I stared down the line to the spot where the mill-wheel had hummed so pleasantly, and the compassionate sentence I was about to utter withered up and died on my lips.
"But to-day—Oh, to-day, sir—"
"What's happening to-day?"
"She's comin' down to see me for an hour or two; an' I've got a holiday to meet her. 'Tis our Golden Weddin', sir."
"But why are you meeting her at this station instead of Tregarrick? She can't walk, and you have no horse and trap; whereas there's always a 'bus at Tregarrick."

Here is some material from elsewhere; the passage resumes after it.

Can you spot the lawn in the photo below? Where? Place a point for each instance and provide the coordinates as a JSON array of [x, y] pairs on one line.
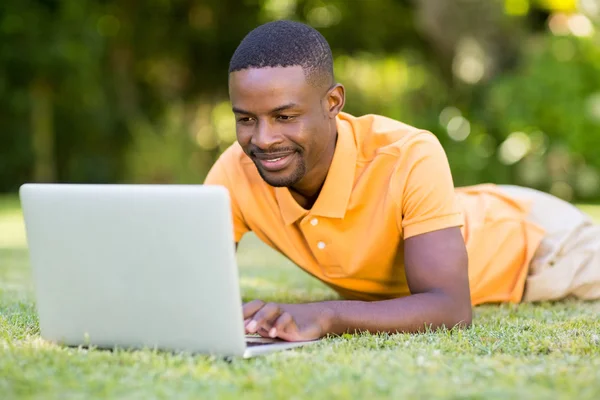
[[525, 351]]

"Well, you see, sir, there's a very tidy little cottage below where they sell ginger-beer, an' I've got a whack o' vittles in the basket here, besides what William is bringin'—William an' his wife are comin' down with her. They'll take her back by the last train up; an' I thought, as 'twas so little a while, an' the benches here are so comfortable, we'd pass our day 'pon the platform here. 'Tis within sight o' the old home, too, or ruther o' the spot where the old home used to be: an' though 'tis little notice she seems to take o' things, one never can tell if poor creatures in that state hain't pleased behind all their dazed looks. What do you think, sir?"
The whistle sounded up the valley, and mercifully prevented my answer. I saw the woman for an instant as she was brought out of the train and carried to the bench. She did not recognise the man she had married fifty years before: but as we moved out of the station, he was sitting beside her, his face transfigured with a solemn joy.